After his store received the order for Jordan’s pizza, Fite personally took charge of the cooking and delivering of the pizza, even though those weren’t his normal job responsibilities.
Such was his love for the Bulls — he admits that he named his son after Jordan — Fite personally made sure the pizza was cooked perfectly.
“I followed all the rules,” Fite said. “At the time I was trying to impress the store manager there.”
Upon arriving at the hotel, Fite remembers feeling like he had been “punched in the face with cigar smoke” upon stepping onto Jordan’s floor at the hotel, before catching a glimpse of the six-time NBA champion in his hotel room while he handed over the pizza.
Discussing the incident that took place 23 years ago, Fite disputes the claim there were five people delivering one “large, thin and crispy, extra peperoni pizza.”
“That’s a bunch of crap,” Fite said. “Sorry, we were five creepy looking guys that the guy felt threatened? I guess you have to sell your book but it really wasn’t that exciting.
“There were two of us.
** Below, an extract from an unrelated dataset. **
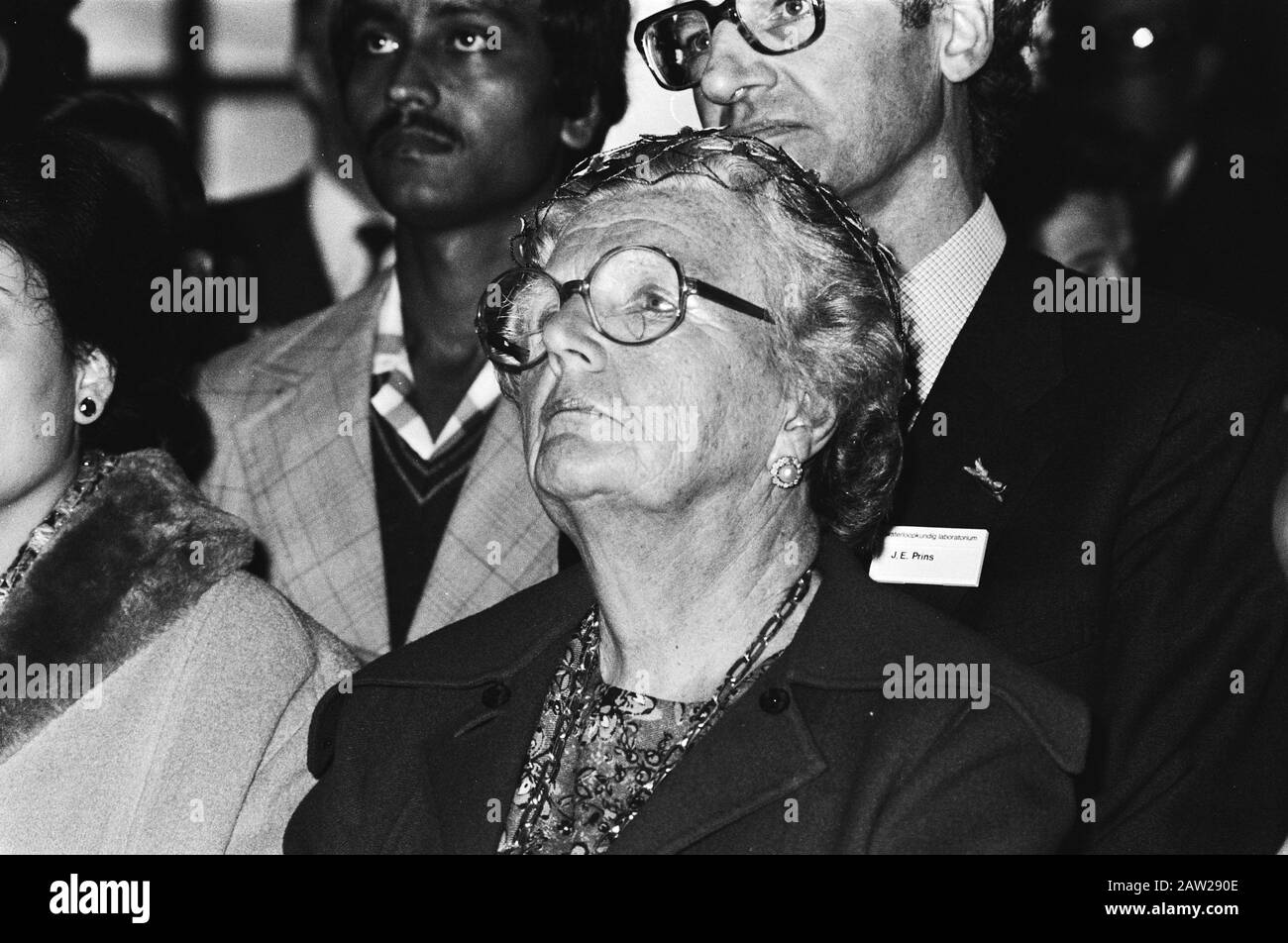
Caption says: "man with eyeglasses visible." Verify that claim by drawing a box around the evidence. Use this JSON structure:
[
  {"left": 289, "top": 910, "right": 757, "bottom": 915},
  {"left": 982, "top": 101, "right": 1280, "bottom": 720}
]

I didn’t even have that many people working [at the Pizza Hut].”
And according to Fite, the accusation that the pizza gave Jordan food poisoning is wide of the mark too.
“Did you get it diagnosed? Did you go to the doctor? All this is innuendo on their part,” Fite said.
“One thing I remind everybody is, he was smoking so many cigars. They had windows open. He didn’t have a shirt on or he was in a tank top. At around 3 or 4 o’clock in the afternoon in Park City, the sun is gone behind that mountain so it gets colder up there.”
Fite is not the only one that took issue with some stories from “The Last Dance” documentary.
Horace Grant, who won three titles alongside Jordan with the Bulls, called it a “so-called documentary,” questioning the accuracy of some of the editing.
“It wasn’t real — because a lot of things [Jordan] said to some of his teammates — his teammates went back at him. But that was kind of edited out of the documentary, if you want to call it a documentary.”
Grant, who spent seven years with the Bulls, is accused by Jordan of leaking stories for “The Jordan Rules,” a book that sometimes painted the Hall of Famer in an unflattering light, in the documentary, something Grant vehemently denies.